Agou-Gadzepé, 23 jan. (ATOP) – Les résultats de l’enquête qualitative sur les barrières structurelles et sociales limitant les impacts des femmes cheffes dans la gouvernance locale ont été restitués aux acteurs locaux de la préfecture d’Agou, le vendredi 23 janvier à Agou-Gadzepé.
La rencontre est initiée par l’Association soutien aux femmes démunies (SAFD) avec l’appui du Fonds canadien d’initiatives locales (FCIL) de l’ambassade du Canada dans le cadre du projet « Renforcement du leadership des cheffes rurales pour une gouvernance inclusive dans la commune Agou 1 ». Elle a regroupé des chefs cantons, des rênes mères, des conseillers municipaux et des femmes leaders.
L’objectif est de partager les résultats à l’issue de l’enquête réalisée dans les 9 cantons de la commune Agou 1. Il s’agit de présenter les résultats sur les barrières structurelles, socioculturelles et organisationnelles identifiées comme limitant l’implication des cheffes rurales et des femmes dans la gouvernance locale. C’est aussi de recueillir et intégrer les contributions et recommandations des acteurs locaux afin d’enrichir les analyses et d’améliorer la pertinence des actions du projet.

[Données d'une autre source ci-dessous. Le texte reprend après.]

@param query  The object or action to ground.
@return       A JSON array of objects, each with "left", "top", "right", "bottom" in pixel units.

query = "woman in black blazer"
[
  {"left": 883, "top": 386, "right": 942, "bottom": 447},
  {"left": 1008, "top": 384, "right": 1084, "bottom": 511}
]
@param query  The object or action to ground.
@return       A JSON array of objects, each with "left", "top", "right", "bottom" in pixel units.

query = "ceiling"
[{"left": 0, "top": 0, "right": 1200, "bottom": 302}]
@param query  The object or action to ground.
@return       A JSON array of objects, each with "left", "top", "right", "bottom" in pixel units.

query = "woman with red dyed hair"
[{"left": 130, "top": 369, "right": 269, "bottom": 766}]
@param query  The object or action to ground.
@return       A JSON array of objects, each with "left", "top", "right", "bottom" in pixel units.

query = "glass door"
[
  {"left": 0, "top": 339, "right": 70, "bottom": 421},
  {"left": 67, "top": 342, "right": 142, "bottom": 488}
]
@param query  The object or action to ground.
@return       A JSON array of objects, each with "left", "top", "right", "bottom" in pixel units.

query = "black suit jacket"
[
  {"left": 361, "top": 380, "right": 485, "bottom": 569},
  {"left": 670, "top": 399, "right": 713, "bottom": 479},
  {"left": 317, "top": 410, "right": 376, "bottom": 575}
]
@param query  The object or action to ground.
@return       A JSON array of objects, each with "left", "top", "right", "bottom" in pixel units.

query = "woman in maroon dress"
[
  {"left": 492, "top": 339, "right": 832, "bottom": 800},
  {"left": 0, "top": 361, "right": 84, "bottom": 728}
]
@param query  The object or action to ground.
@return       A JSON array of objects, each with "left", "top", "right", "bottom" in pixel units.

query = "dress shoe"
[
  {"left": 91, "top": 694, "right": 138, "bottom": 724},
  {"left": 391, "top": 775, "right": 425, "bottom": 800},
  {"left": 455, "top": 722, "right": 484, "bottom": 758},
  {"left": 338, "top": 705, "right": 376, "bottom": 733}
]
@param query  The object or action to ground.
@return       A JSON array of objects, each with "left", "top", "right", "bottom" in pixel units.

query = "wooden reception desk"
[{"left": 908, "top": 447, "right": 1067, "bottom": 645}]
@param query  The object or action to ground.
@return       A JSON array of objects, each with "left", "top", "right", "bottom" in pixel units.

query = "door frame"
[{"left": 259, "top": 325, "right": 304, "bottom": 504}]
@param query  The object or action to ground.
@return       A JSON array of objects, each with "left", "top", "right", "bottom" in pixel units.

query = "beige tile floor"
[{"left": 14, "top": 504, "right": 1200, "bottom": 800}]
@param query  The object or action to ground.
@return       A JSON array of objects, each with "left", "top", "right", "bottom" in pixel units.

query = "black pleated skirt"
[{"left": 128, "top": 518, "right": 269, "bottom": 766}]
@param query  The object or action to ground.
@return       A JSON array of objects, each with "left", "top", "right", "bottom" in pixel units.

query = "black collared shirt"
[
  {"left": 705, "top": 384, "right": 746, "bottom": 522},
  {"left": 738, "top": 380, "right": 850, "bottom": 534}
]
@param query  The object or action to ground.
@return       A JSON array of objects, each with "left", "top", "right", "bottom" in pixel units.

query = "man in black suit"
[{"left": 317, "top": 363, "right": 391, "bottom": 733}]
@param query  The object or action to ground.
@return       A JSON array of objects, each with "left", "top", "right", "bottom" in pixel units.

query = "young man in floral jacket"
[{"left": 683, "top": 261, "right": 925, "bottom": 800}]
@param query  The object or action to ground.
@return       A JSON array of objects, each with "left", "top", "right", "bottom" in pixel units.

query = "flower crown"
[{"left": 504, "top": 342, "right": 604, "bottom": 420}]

Les résultats démontrent que les barrières empêchant les impacts des cheffes sont liées surtout aux facteurs traditionnels et culturels selon les localités. 30% des leaders estiment que les cheffes ne maîtrisent pas suffisamment leurs rôles, 20% considèrent qu’elles les maîtrisent bien et 22 leaders sur 27 reconnaissent la présence des cheffes dans les instances décisionnelles.
Il ressort également que les contraintes sont aussi liées aux femmes elles-mêmes qui, pour la plupart éprouvent des difficultés à s’imposer ou fuient les postes de responsabilité qui leur sont confiés. 55% des femme leaders se disent autonomes dans leurs prises de décisions, 45% déclarent un manque d’autonomie.
La directrice exécutive de SAFD, Kouadjo Yawa a indiqué qu’au Togo la participation des femmes rurales aux instances de gouvernance et de prise de décision demeure limitée en raison des barrières structurelles, socioculturelles et institutionnelles persistantes. Malgré leur rôle central dans la vie économique et sociale des communautés, a-t-elle dit, leur représentation et influence dans les espaces décisionnels locaux restent faibles. Mme Kouadjo a ajouté que c’est dans ce cadre que sa structure a mené une enquête dans les cantons cibles afin d’identifier et d’analyser les barrières qui sont en défaveur de la participation active et effective des cheffes et des femmes à la gouvernance locale.
La représentante du FCIL, Mme Burcissow Jenifer a salué la mise en œuvre de ce projet en vue de bâtir une inclusion solide et durable des femmes aux processus de prise de décisions dans les différentes instances sociales. Elle a réaffirmé l’engagement de sa structure à soutenir les différentes initiatives visant à assurer une autonomisation et participation active des femmes.
Le président du conseil des chefs traditionnels d’Agou, Togbui Egu-Lete XI a témoigné sa gratitude aux initiateurs. Il a promis l’accompagnement de son conseil aux différentes actions à promouvoir la femme et émis le vœu que ce projet soit étendu à d’autres localités de la région des Plateaux.